Partie 23/27 - Où est le Mystère ?

IL Y A UNE TENDANCE À VOULOIR TOUT MONTRER sur une photo. Pour capturer tous les détails, pour montrer ce qui se cache dans l'ombre. Mais que se passe-t-il si tant d'informations viennent à la perte d'impact ? Et si la photographie réussissait le mieux dans l'absence de détails et la présence de mystère ?

Le mystère repose sur quelque chose de plus puissant que n'importe quel appareil photo ou technique : l'imagination. L'imagination humaine est câblée pour remplir les blancs. Nous semblons incapables de laisser les choses en suspens, alors nos esprits essaient de résoudre le problème, d'établir des liens. Nous craignons l'inconnu, et cette peur s'est transformée en un puissant besoin de comprendre ce que nous ne savons pas et de scruter les recoins sombres. Le pouvoir du mystère est sa capacité à engager l'imagination. C'est pourquoi les bons cinéastes ne montrent pas le monstre tout de suite, et c'est pourquoi les magiciens ne disent pas leurs secrets. L'expérience est dans le non-savoir. Le monstre n'est jamais plus effrayant à l'écran que ce que notre propre imagination peut évoquer, tirée de nos peurs. Le tour de magie perd toujours son émerveillement lorsque le secret est révélé - du miraculeux au banal avec un seul nouveau détail.

Ne pas raconter une partie de votre histoire pourrait-il rendre cette histoire plus forte ? Peut-être pas toujours, mais il y a de la place dans notre photographie pour un peu plus de mystère et d'ambiguïté. Toute image qui suscite des questions - à moins qu'il n'y ait un fort besoin de clarté, comme c'est le cas dans le journalisme - est susceptible d'être explorée plus avant dans la recherche d'indices visuels et mémorisée plus longtemps à mesure que l'esprit du spectateur travaille à la résoudre.

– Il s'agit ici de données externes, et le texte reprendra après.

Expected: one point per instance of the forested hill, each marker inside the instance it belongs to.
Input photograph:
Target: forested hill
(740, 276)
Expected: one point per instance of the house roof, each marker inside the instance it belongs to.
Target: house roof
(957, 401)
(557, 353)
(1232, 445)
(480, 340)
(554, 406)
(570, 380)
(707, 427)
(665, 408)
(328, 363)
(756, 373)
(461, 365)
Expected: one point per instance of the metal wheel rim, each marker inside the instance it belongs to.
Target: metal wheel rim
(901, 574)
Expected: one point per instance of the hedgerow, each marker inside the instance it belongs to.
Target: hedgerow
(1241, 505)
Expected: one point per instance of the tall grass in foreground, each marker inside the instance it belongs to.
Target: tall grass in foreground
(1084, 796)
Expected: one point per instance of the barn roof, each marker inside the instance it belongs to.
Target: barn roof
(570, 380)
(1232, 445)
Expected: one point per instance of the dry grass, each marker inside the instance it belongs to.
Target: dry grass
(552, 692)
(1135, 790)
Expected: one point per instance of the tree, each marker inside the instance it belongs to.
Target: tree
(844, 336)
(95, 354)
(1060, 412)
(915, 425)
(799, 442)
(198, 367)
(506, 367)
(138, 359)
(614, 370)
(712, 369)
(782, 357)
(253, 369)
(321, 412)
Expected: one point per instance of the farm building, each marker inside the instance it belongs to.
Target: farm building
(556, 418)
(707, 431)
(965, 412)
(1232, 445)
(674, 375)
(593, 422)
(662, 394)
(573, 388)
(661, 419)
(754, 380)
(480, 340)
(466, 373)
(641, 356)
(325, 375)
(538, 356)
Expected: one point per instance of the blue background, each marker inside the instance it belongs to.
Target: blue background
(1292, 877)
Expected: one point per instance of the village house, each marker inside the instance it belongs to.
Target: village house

Il existe de nombreuses façons d'engager l'imagination dans une photographie. Voici quelques questions qui peuvent susciter des idées pour incorporer le mystère dans votre propre travail :

Comment puis-je utiliser les ombres pour masquer les détails, peut-être en recherchant des scènes à contraste élevé et en exposant délibérément les hautes lumières ?

Pourrais-je utiliser la même technique pour représenter des personnes en silhouette, cachant les détails de leur identité ?

Pourrais-je ne raconter qu'une partie de l'histoire en excluant intentionnellement une partie du sujet du cadre ? Est-ce qu'un bras collé dans le cadre et pointant vers quelque chose amènerait le spectateur à se demander à qui appartient le bras et pourquoi il pointe, plus que si j'incluais la personne entière ? Le simple fait que la moitié arrière du cheval quitte le cadre inciterait-il le spectateur à se demander où il allait ?

Puis-je laisser de la place à l'inexpliqué avec mon choix de moment, faisant que le spectateur se demande ce que cette personne fait à cause d'un geste ou d'une expression étrange ?

Quelles juxtapositions ou contrastes pourraient créer un non séquentiel implicite ? Attirer l'attention sur des éléments qui sont hors contexte est une façon d'y parvenir.

Le fait de laisser des éléments clés flous ou flous par le mouvement aurait-il plus d'impact qu'une représentation plus nette ?

Puis-je utiliser la composition et ma capacité à contrôler le placement des éléments en déplaçant la caméra me permet-elle de bloquer la vue d'autres éléments, en masquant certains détails que j'aurais pu afficher autrement ?

Pourrais-je abstraire le sujet en me rapprochant de très près ou en utilisant plusieurs expositions ?

En 1979, le premier d'une série de livres pour enfants à succès a été publié. La série s'appelait Choisissez votre propre aventure, et elle a donné aux enfants comme moi une chance de faire partie de l'histoire. En tant que lecteur, vous n'étiez pas seulement le personnage principal, mais vous aviez le libre arbitre - une chance de déterminer les choix et le destin de ce personnage. Vous arriveriez à un point de l'histoire où le protagoniste avait un choix à faire. Si vous choisissiez de faire une chose, vous étiez dirigé vers la page X ; si vous choisissiez l'alternative, vous étiez renvoyé à la page Y. Vous n'aviez aucune idée du résultat, et chaque livre vous offrait suffisamment d'alternatives pour que, pour plusieurs lectures, l'histoire soit différente.

C'est long de suggérer que nos photographies peuvent le faire aussi, mais l'effet peut être similaire. Résistez à l'envie de tout dire, de répondre complètement à mes questions. Laisser un vide qui m'invite à remplir ma propre histoire. Laisser un moment non résolu. Laisse les ombres m'inviter à les explorer.

Traduit et inspiré du livre de David Duchemin, The Heart of the Photograph,

100 questions for making stronger, more expressive photographs.